Vorbereitungsschritte:
- Alten Belag, Klebereste und Schmutz vollständig entfernen.
- Risse oder Unebenheiten im Untergrund ausbessern.
- Feuchtigkeit prüfen – besonders bei Betonböden.
- Grundierung auftragen, falls vom Hersteller empfohlen.
➡️ Ein fehlerhaft vorbereiteter Untergrund kann die Lebensdauer des Belags deutlich verkürzen.
🏗️ Schritt 5: Verlegung oder Beschichtung
Je nach Materialart unterscheidet sich der Einbauprozess.
Bei Platten oder Bahnen (z. B. PVC, Gummi):
- Zuschneiden, ausrollen und mit Industriekleber fixieren.
- Nähte verschweißen oder abdichten.
Bei flüssigen Beschichtungen (z. B. Epoxidharz):
- Harz und Härter mischen und gleichmäßig auftragen.
- Optional mit Quarzsand bestreuen, um die Rutschhemmung zu erhöhen.
- Nach Aushärtung versiegeln.
Bei Gitterrosten oder Modulsystemen:
- Module auf vorbereiteten Boden auflegen und verschrauben.
💡 Tipp: Planen Sie eine Trocknungszeit von mindestens 24–48 Stunden ein, bevor der Boden belastet wird.
🧹 Schritt 6: Pflege und Wartung
Ein rutschfester Bodenbelag bleibt nur dann sicher, wenn er regelmäßig gepflegt wird.
Pflegeempfehlungen:
- Tägliche Reinigung mit mildem Reinigungsmittel.
- Fette und Öle sofort entfernen.
- Rutschhemmung regelmäßig prüfen, besonders in stark frequentierten Bereichen.
- Bei Bedarf Auffrischungsbeschichtung
➡️ Eine saubere Oberfläche erhält nicht nur die Sicherheit, sondern verlängert auch die Lebensdauer des Bodens erheblich.
💡 Schritt 7: Zertifizierungen und Normen beachten
Achten Sie beim Kauf auf folgende Qualitätsmerkmale:
- DIN 51130 oder DIN EN ISO 13287 (Rutschhemmung)
- CE- oder TÜV-Zertifizierung
- Brandverhalten nach EN 13501-1
- Lebensmittelzulassung (bei hygienisch sensiblen Bereichen)
- Chemikalienbeständigkeit nach EN 423
Diese Standards garantieren, dass der Boden nicht nur sicher, sondern auch gesetzeskonform ist.
💰 Schritt 8: Kosten und Wirtschaftlichkeit
Die Preise variieren je nach Material und Anforderung:
| Bodenbelag | Preis pro m² (ca.) | Lebensdauer |
| PVC/Vinyl | 20–40 € | 5–10 Jahre |
| Gummimatte | 40–70 € | 10–15 Jahre |
| Epoxidharz | 60–120 € | 15–25 Jahre |
| Antirutsch-Beschichtung | 25–60 € | 5–10 Jahre |
Berücksichtigen Sie neben dem Anschaffungspreis auch Reinigungskosten, Ausfallzeiten und Wartungsaufwand – oft ist ein hochwertiger Boden langfristig günstiger.
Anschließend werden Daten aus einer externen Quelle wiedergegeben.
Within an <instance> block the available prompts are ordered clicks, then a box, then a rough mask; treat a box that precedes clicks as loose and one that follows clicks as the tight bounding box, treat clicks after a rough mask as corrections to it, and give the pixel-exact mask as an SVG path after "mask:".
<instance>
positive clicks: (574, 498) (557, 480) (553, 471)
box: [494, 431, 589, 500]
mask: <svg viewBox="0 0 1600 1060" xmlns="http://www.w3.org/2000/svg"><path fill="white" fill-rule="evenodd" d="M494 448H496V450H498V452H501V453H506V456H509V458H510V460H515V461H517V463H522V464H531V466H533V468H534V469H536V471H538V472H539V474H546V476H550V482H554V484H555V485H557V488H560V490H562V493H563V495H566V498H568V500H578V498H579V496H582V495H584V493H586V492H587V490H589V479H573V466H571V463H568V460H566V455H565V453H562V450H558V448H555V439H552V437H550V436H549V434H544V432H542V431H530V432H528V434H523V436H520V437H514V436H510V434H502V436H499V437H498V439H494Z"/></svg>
Sicherheit beginnt am Boden
Ein rutschfester Bodenbelag für die Industrie ist ein zentraler Bestandteil der Arbeitssicherheit. Wer die Anforderungen seines Betriebs kennt, die passende Rutschhemmungsklasse wählt und auf Qualität achtet, schafft eine dauerhaft sichere, hygienische und produktive Arbeitsumgebung.
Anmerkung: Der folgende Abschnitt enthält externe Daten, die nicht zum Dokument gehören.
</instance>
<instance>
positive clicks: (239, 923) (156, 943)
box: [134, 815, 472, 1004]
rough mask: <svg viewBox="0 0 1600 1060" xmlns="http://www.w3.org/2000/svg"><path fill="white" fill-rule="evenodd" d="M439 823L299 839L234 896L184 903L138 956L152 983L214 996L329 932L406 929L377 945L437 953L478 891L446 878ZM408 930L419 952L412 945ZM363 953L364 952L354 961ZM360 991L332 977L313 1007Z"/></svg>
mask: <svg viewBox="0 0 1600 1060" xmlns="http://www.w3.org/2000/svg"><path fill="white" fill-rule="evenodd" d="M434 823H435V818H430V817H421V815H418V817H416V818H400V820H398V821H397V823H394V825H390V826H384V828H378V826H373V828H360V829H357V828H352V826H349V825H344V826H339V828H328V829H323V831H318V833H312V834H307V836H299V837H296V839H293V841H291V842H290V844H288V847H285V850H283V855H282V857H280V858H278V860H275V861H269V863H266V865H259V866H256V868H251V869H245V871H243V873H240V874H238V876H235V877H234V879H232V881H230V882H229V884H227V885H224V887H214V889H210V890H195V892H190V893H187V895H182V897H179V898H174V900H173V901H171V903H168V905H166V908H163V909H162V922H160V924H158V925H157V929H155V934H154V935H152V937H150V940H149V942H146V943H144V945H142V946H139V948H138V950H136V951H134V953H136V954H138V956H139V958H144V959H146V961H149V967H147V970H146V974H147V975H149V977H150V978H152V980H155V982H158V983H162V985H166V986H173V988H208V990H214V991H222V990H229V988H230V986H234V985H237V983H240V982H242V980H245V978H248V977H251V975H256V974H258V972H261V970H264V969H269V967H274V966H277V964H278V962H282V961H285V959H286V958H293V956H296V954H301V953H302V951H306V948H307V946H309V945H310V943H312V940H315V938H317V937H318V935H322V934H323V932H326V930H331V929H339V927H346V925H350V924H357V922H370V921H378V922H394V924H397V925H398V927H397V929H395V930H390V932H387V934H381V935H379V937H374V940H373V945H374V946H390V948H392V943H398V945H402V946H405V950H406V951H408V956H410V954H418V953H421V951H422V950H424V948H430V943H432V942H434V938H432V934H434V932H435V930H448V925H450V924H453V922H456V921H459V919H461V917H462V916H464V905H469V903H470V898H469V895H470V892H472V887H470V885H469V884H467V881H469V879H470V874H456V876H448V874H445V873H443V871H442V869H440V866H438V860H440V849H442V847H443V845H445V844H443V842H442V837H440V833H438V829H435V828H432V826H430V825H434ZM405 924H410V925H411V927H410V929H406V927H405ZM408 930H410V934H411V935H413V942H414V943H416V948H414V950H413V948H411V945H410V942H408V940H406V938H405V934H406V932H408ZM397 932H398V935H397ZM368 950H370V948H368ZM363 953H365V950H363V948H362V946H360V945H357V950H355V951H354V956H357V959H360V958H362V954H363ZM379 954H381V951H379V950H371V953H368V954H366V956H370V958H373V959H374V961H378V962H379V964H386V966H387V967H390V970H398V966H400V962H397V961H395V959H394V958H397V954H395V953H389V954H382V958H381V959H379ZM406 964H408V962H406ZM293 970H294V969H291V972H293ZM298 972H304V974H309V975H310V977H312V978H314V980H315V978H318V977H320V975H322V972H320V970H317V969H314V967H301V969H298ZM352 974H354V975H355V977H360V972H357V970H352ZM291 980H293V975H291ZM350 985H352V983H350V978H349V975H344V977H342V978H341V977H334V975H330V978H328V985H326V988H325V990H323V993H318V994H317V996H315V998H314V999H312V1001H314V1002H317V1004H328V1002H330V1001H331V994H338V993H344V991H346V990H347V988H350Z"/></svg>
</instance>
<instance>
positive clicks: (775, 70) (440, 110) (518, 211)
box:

Mit den richtigen Materialien, fachgerechter Verlegung und regelmäßiger Wartung lässt sich die Unfallgefahr deutlich reduzieren – und die Investition zahlt sich in jedem Betrieb schnell aus.
❓ Häufige Fehler beim Kauf – und wie Sie sie vermeiden
- ❌ Zu geringe Rutschhemmung gewählt → Immer die Umgebungsbedingungen prüfen.
- ❌ Billige Materialien verwendet → Kurzfristige Einsparungen führen zu früherem Austausch.
- ❌ Falsche Reinigung → Aggressive Mittel können die Oberfläche zerstören.
- ❌ Keine Normprüfung durchgeführt → Risiko von Haftungsproblemen im Schadensfall.
➡️ Tipp: Vertrauen Sie auf zertifizierte Anbieter und lassen Sie sich zur optimalen Lösung beraten.